Familia, oficina y amor

Hubo un tiempo en que estuve bien atrapado en la zanja del capital. Competía. Tenía ambición. Quería llegar más lejos que nadie. Quería siempre más. Cuando no producía me sentía vacío, ahogado. No era esa una vida agradable. Cuando leía no pasaba de la primera página. No tenía tiempo para mirar, ni siquiera para amar. Era un eslabón más de un mundo loco, acelerado, interesado, un soldado al servicio del beneficio, del poderoso, del sistema oscuro y atroz… Un día, hace ahora tres años, dejé esa vida de oficina y ahora apenas produzco nada. Escribo en mi diario. Publico estos artículos en verano después de venir de la playa sucia como el babero de un niño. Veo películas de Wim Wenders. Esta tarde, por ejemplo, he visto otra vez El amigo americano y he recordado que esta película del director alemán está basada en una novela de Patricia Highsmith, a la que estoy leyendo a ratos en el bar debajo de casa.

suspense

Sus…pense.

“Antes de hablar del primer borrador, me gustaría hablar de la primera página. Es importante, porque puede surtir dos efectos: que el lector se introduzca en el relato o que cierre el libro y lo deje. Un escritor al que conozco me dijo que no le importaba dedicar diez días a la primera página. Yo me quedaría ciega si le dedicase tantos días, pero he llegado a escribir tres versiones en un día y si no quedo satisfecha paso a la segunda página con la idea de volver a mirarme la primera al día siguiente. No hay nada como volver a un problema después de una pausa”, dice Highsmith en Sus…pense.

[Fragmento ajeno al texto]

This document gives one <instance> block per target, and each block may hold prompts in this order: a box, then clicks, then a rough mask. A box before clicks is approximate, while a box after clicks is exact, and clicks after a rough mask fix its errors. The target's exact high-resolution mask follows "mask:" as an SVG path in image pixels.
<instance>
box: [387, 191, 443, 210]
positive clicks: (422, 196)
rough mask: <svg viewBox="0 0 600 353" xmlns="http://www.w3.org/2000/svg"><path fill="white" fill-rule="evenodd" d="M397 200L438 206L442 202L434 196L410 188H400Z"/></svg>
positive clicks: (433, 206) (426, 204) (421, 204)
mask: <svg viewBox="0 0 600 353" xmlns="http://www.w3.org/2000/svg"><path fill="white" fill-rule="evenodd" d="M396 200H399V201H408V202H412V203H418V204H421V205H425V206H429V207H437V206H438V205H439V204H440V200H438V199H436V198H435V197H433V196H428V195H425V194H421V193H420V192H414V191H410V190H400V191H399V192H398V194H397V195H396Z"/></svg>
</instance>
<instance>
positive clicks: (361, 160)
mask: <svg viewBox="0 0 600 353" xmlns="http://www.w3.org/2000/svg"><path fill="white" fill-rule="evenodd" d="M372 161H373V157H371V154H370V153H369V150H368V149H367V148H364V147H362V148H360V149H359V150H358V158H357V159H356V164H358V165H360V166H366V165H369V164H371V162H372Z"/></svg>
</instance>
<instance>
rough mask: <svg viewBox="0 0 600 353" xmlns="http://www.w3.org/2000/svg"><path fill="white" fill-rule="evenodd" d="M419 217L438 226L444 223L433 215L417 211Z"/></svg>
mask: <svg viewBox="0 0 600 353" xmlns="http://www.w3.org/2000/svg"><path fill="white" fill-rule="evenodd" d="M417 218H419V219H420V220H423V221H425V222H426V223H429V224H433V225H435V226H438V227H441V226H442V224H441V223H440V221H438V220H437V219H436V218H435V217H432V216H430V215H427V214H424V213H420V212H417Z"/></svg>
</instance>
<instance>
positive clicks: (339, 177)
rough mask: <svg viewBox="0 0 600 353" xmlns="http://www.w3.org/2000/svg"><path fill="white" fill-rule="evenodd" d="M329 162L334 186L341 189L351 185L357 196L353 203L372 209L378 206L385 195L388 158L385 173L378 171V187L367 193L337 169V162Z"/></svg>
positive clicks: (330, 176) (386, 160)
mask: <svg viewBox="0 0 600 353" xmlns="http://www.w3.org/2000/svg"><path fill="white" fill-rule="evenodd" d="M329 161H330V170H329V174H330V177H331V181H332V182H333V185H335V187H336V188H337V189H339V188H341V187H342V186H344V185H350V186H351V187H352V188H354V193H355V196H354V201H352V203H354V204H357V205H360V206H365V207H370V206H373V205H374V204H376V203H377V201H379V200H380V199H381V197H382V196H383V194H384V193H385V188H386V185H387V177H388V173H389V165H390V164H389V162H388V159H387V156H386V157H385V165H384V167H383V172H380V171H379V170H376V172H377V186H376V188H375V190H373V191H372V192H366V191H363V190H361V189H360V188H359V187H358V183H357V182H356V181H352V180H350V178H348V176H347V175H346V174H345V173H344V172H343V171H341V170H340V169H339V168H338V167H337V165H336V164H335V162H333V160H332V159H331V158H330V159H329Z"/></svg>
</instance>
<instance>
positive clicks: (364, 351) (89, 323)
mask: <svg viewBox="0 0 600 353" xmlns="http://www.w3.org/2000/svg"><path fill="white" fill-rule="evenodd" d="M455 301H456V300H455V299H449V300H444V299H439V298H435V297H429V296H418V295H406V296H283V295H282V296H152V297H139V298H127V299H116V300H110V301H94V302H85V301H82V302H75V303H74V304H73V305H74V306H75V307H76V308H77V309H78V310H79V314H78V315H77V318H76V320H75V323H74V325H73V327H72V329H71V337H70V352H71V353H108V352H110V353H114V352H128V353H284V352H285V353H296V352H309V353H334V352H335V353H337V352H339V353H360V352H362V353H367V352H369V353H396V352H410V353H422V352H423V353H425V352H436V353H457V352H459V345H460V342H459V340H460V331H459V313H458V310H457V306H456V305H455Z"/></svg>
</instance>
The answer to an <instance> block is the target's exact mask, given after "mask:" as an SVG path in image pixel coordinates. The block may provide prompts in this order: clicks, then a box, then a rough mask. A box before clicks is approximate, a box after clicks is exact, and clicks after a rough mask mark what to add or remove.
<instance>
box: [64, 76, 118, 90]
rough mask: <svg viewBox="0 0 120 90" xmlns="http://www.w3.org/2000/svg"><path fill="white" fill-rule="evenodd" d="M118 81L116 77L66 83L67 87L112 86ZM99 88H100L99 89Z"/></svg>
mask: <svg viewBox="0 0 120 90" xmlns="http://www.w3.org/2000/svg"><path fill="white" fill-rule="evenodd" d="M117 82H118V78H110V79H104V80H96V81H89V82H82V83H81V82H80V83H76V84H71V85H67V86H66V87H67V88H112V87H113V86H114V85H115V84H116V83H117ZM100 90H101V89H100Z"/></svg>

No sabía yo que leer podría cambiarme un día la vida. Es lo único que me aplaca. Que me serena. Con un libro entre las manos hasta siento que puedo cambiar el mundo. Hacerlo más sencillo, más humano, más habitable. Cuando mi cuello estaba en la boca del tigre del capital no sabía que los libros vendrían a salvarme. Cuando trabajaba en Generali Seguros, como Kafka, no me dejaban pensar. Ahora sobrevivo porque leo. Y nada más…

Impón tu suerte.

“En un día de septiembre de 1917, habiéndole sido diagnosticada la tuberculosis, le llegó a Kafka su particular pregunta del ahora y el qué, resuelta kafkianamente con un estallido de buen humor, pues vio que la enfermedad le permitía una retirada completa del mundo y librarse de cuanto le ahogaba: familia, oficina y amor”, escribe Enrique Vila-Matas en Impón tu suerte.